These pesticides were banned by the EU but had been provisionally allowed for use every year since Brexit, until this year when Labour ended their emergency use.
He told reporters: “Neonicotinoids it is an unusual situation in that it has been banned for a number of years, but every year the previous government gave exemptions. We are not doing those exemptions. We now need to go back to the trade deals, because it needs to line up to our commitments to not undercutting British farmers.”
Reed also made a fresh commitment that food produced to a lower standard than that in the UK would not be permitted for import in any future trade deals. However, he said he would not be ripping up the controversial Australia and New Zealand agreements which allow the import of beef and lamb agreed in 2021 under the then trade secretary, Liz Truss.

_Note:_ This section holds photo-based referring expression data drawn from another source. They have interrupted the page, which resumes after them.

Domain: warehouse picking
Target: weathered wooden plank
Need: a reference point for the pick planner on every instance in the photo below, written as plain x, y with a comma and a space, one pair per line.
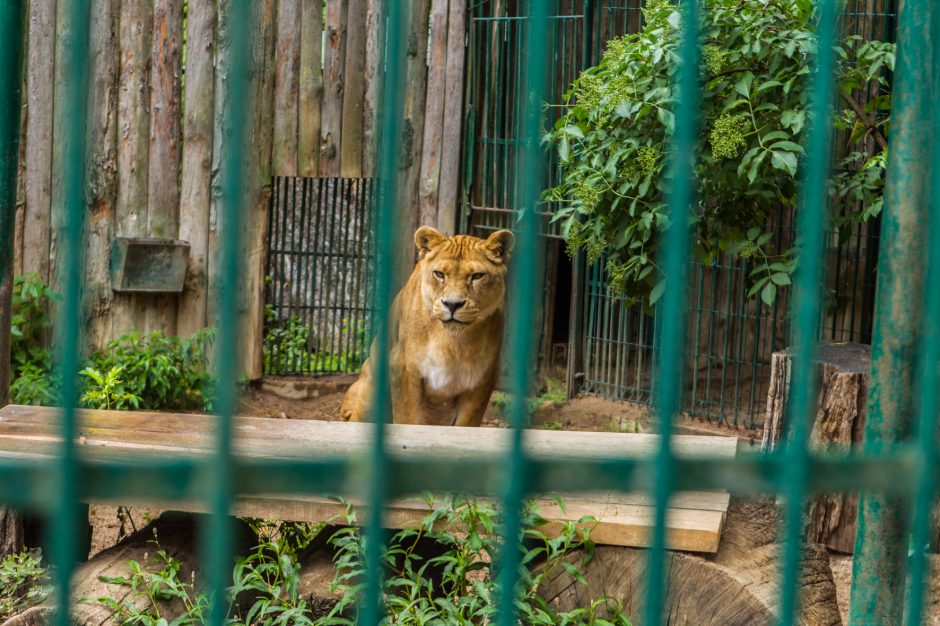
102, 172
412, 139
40, 71
372, 78
319, 439
614, 524
334, 67
133, 149
453, 118
287, 87
353, 90
429, 179
311, 88
196, 173
694, 519
258, 187
163, 188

“But the kind of things the previous government agreed to in that trade deal, we have ruled out in trade deals that will be negotiated,” he said.
Defra is expected to make an announcement related to the wild release of beavers later this week. Bradshaw said this concerns farmers as the rodents can flood their land and that if they are released, the government should allow beavers to be shot. He said: “If beavers end up in the wrong place, then that lethal control has to be part of being able to have that species reintroduced more widely.”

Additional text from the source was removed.